Los Baños Romanos de Alange representan un vestigio singular de la arquitectura y las prácticas termales romanas en la península ibérica. Este sitio arqueológico, meticulosamente conservado, es un testimonio vivo del legado cultural que perdura en la región. Su estructura, conformada por varias estancias destinadas al baño y la relajación, evidencia la sofisticación y la ingeniería que caracterizaban a las construcciones de la antigua Roma.

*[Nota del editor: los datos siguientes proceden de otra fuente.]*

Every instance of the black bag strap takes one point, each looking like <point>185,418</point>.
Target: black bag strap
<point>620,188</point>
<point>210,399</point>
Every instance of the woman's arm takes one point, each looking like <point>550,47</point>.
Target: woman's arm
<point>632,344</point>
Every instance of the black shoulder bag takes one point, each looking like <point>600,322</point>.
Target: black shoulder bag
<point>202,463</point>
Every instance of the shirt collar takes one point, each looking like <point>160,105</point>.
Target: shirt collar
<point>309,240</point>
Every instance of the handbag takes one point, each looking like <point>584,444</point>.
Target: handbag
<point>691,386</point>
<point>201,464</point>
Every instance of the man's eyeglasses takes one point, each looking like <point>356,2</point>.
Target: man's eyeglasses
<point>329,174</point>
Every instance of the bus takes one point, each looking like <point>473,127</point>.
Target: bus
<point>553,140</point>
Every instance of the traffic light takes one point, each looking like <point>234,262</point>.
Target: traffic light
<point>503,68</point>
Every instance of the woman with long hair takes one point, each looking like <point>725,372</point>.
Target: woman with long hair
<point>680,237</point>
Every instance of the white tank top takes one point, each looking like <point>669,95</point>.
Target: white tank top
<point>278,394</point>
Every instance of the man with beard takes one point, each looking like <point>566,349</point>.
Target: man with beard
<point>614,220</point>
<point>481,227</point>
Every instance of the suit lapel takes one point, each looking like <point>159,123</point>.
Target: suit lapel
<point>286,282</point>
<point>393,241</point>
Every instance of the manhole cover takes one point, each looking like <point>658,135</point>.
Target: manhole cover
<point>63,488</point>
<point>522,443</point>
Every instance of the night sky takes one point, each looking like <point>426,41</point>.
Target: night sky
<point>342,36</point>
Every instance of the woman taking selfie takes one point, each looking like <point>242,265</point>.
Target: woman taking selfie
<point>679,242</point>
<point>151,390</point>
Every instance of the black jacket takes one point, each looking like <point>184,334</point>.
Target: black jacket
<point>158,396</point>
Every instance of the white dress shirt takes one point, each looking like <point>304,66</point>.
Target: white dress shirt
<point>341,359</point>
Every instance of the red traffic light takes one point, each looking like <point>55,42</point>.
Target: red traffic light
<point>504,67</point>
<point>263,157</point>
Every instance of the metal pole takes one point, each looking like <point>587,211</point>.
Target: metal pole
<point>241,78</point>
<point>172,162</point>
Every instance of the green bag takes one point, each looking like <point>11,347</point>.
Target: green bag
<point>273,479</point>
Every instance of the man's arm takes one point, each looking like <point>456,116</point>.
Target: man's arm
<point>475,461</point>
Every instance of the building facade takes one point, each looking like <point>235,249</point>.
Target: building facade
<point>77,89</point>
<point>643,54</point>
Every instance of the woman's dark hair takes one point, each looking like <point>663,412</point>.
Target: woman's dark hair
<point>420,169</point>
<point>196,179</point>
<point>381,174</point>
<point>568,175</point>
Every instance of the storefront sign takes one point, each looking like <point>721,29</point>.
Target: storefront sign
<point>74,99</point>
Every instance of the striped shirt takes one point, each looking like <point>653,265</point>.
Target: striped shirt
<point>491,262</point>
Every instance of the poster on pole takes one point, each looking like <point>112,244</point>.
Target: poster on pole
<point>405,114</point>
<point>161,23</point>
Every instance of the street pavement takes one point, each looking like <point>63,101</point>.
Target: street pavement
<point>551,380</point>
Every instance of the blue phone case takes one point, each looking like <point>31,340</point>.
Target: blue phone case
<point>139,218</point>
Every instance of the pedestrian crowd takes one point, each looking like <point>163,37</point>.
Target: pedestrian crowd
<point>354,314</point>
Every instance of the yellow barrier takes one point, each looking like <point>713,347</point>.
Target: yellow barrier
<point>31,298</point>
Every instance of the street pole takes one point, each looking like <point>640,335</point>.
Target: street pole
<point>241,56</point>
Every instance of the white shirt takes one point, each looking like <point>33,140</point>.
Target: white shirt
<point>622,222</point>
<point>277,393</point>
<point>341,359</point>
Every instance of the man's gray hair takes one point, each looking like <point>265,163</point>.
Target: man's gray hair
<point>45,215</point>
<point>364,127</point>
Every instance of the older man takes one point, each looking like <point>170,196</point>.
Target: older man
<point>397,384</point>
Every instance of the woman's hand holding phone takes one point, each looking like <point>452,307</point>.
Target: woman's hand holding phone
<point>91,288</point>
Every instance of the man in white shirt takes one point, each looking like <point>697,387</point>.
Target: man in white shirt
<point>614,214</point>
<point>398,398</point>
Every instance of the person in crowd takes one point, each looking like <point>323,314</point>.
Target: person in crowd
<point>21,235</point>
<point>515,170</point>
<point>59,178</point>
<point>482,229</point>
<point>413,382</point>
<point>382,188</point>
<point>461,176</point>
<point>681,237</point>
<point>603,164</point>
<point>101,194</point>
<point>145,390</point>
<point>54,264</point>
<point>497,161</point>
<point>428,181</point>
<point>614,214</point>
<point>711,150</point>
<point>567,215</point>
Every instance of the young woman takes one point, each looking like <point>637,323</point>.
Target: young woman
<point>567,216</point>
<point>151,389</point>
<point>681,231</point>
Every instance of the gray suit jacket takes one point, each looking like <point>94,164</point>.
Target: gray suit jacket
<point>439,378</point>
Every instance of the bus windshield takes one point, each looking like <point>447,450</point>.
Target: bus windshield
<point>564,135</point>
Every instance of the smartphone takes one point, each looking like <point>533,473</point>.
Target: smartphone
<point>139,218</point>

Como monumento declarado, los Baños Romanos no solo son un símbolo de la riqueza histórica de Alange, sino también un punto de interés para estudiosos y visitantes que desean explorar el pasado de la región. Desde sus cimientos hasta sus intrincados detalles arquitectónicos, cada elemento de este complejo arqueológico ofrece una ventana al modo de vida de los habitantes de la antigua Lusitania romana.
El reconocimiento legal como BIC asegura la preservación continua de los Baños Romanos, garantizando que las generaciones futuras puedan apreciar y estudiar este patrimonio cultural inestimable. Esta distinción no solo protege su integridad física, sino que también subraya su importancia como recurso educativo y turístico para la comunidad local y más allá.
En resumen, los Baños Romanos de Alange son mucho más que un simple conjunto de ruinas antiguas; son un vínculo tangible con la historia de Extremadura y un monumento que enriquece el patrimonio cultural español. Su permanencia como BIC asegura que continúen siendo una fuente de inspiración y conocimiento para las generaciones venideras.